The meetings tonight and later this week will feature a lot of talk and posturing but in the end little of substance will transpire in the public sessions.  

 


 

Tuesday 1 December 2020

The Shape of Federal Fiscal Things to Come: Chrystia Freeland’s 1 Percent Solution

 

Yesterday’s Federal Fall Economic Statement is actually quite a remarkable document. On the one hand, given the expectations being raised that the deficit for 2020-21 might reach $450 billion, coming in an $381.6 billion has probably caused many to heave a sigh of relief.  That was probably the intention.
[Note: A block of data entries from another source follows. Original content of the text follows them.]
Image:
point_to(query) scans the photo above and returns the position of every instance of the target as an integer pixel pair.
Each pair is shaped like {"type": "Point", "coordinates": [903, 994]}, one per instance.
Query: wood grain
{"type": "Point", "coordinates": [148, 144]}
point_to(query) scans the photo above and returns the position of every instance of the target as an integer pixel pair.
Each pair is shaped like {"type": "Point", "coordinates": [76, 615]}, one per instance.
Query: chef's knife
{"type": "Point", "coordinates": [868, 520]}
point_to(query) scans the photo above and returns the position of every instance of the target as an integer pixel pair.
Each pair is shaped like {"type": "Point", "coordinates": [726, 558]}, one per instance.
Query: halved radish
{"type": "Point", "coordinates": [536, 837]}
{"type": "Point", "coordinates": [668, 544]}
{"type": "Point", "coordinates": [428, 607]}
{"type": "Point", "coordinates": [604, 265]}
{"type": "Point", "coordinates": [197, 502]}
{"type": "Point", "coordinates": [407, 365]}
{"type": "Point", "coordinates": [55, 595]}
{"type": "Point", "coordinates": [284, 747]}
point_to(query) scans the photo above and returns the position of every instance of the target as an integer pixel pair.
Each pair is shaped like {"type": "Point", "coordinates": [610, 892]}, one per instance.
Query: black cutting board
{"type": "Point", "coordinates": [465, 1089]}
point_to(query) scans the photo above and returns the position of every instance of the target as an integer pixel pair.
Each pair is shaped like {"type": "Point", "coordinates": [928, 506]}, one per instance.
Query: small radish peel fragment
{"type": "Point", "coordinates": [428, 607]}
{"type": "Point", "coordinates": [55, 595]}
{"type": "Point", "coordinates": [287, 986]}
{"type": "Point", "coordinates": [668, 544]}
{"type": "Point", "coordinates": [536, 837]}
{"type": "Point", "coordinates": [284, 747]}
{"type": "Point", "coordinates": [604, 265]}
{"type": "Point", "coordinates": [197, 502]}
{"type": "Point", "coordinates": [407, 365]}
Of course, that $381.6 billion figure is the lower bound estimate given economic assumptions and could be as high as just under $400 billion.  Moreover, none of the scenario deficit projections were factoring in the $70-$100 billion in stimulus spending that was to be spread over 3 years once the pandemic was brought under control.

 

The Fall Economic Statement appears to be as much a political as it was an economic and fiscal document in that it continues federal spending and support for the pandemic as well as positions the government for substantial spending announcements of stimulus spending in the spring probably in advance of a federal election once the pandemic appears to be under control – which it currently is not. 

 

If one takes the base case scenario, revenues for 2020-21 will be $275.4 billion and spending $641.6 billion for a deficit (after actuarial adjustment of federal liabilities – the recent twist in federal finance reporting) of $381.6 billion.  For 2021-22, revenues are expected to rise to $335.9 billion and spending decline to $441.5 billion for a deficit of $121.2 billion.  After that, deficits will continue to decline reaching $24.9 billion by 2025-26 and returning us to the deficit range of the 2018 to 2019 period.  This period of deficits will take the federal net debt from $772.1 billion in 2018 to reach $1.494 trillion by 2025.

 

The document is quite clever because it lays out a fiscal plan with a target – which critics have been clamouring for – without actually stating there is a fiscal target.  The pandemic is essentially a dis-equilibrium situation for the federal government’s finances and the federal government hopes to return to its version of equilibrium finances by 2025 at which point revenues will be higher at $417.3 billion and spending at $484.4 billion.  

 

 If one takes their GDP growth forecasts into account, the deficit to GDP ratio for 2020-21 is actually just over 16 percent but will decline to 5 percent the year after and then essentially reach 1 percent.  Prior to the pandemic, a deficit to GDP ratio of 1 percent was what the federal government saw as perfectly reasonable given low interest rates and GDP growth rates and that is what they want to get back to.  It is the 1 percent solution.

 

To place all of this in very long term visual perspective, data from the Jorda-Schularick-Taylor MacroHistory Data Base, Statistics Canada, my federal fiscal history and the 2020 Fall Economic Statement is used to generate figures 1 and 2 below. Figure 1 shows real per capita federal revenues and spending from 1870 to 2018 and then forecasts from 2019 to 2025.   

 


 

 

If all pans out as forecast, then the surge in spending and revenue collapse of the pandemic will subside with real per capita revenues and spending eventually up 2.5 percent and 3.4 percent respectively from their 2018 amounts.  That will be viewed as a perfectly acceptable growth when spread over 5 years. Figure 2 presents the deficit to GDP ratio with the pandemic showing the second largest deficit to GDP ratio in history but with a return to roughly where it was just prior to the pandemic.

 


 

 

This is the shape of federal fiscal things to come, assuming the federal government’s vision pans out.